Three years ago I was ghosted by Mama Professor. Our relationship had ended years before, back in 2011, but due to the Professor we still saw quite a lot of one another, and there was some financial dependancy. At times it felt like being in a relationship.

It was the money that triggered it. She’d been going through a hard time during her mother’s terminal illness and then after her death and I’d been seeing a lot more of her and lending her a lot, on top of the maintenance I was already paying. It was when I said I couldn’t afford to lend her any more that she said she didn’t want to speak to me any more.

She contacted social services and made accusations of abuse against me, though the type of abuse I was being accused of was quite vague. Nothing physical, but rather an ongoing emotional abuse. That’s a type of abuse I’ve heard about in relationships, but we’d not been together as a couple for several years and the time we spent together was purely voluntary, and was almost always initiated by her. I was trying to cut down on the contact as I found it draining, both emotionally and financially. Whatever we did together involved me footing the bill, and there were often arguments (though not always – sometimes we got on OK).

Being accused of abuse is not nice, and when there’s no specific allegation being made and no charges being pressed, just vague generalised suggestions being spread around, it’s hard to know how to respond. Should you just ignore it? Treat it as a case of “that person doesn’t like me” and move on?

This has left me wondering whether I was being used as a cash cow. She said she wanted family time, for the benefit of the Professor, but that family time generally included a visit to a restaurant or cafe and often it involved me driving them somewhere (she doesn’t drive), so it always cost money. She never really wanted me there, she just wanted someone to pay the bill, and I think there was some resentment over that. She hated the fact that she had to rely on me for something, but she likes her food and she liked eating out at nice restaurants and going to places that would otherwise be inaccessible, plus a child is so much easier to deal with when there are two of you.

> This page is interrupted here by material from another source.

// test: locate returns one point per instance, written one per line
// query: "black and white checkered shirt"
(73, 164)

Perhaps cutting me off was the only way she felt she could break that cycle. Since we had been together as a couple, being together not as a couple was bound to be difficult and it may have prevented both of us moving on and forming new relationships.

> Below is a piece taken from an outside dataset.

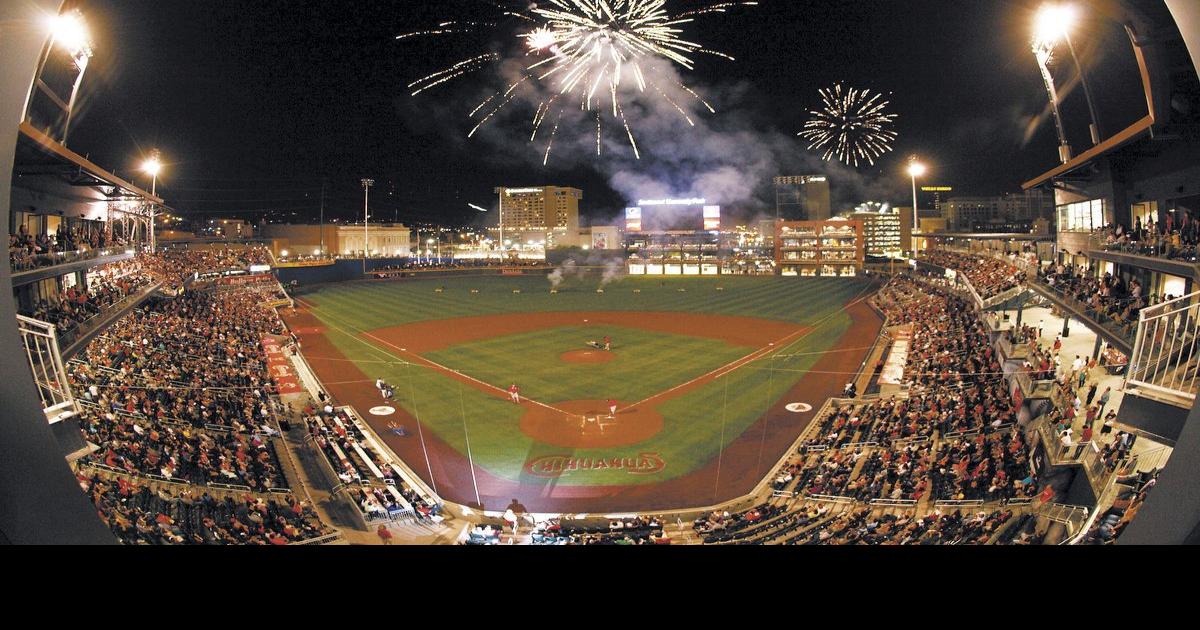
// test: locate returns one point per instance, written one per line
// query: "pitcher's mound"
(587, 424)
(587, 357)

It makes life particularly difficult for the Professor. He is often put in the position of having to relay messages between us. He’s gone through a lot.

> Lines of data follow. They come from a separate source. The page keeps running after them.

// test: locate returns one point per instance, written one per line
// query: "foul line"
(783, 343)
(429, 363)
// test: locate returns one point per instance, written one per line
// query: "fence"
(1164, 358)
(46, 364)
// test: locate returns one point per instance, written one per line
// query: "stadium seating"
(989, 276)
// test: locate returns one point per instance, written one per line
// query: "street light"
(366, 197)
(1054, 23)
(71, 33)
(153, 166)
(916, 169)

We’re now about to face one another in court, though due to social distancing it might only be a virtual hearing. Previously, when we have met face to face, I have been completely blanked. If I say something, she’ll look around as if she hasn’t heard, with an expression on her face like there’s a bad smell in the room. If she does respond to what I’ve said, she’ll speak to someone else, always referring to me in the third person, never speaking to me, never acknowledging I’m there. It does feel a bit like being a ghost, like Casey Affleck with a sheet over his head in the film A Ghost Story, trying to communicate with his ex.

I wonder if there is an element of wishing the person you’re ghosting were actually dead. If there’s someone you never want to see again, never want to hear from nor have anything to do with, that’s exactly what you’d get if that person were dead.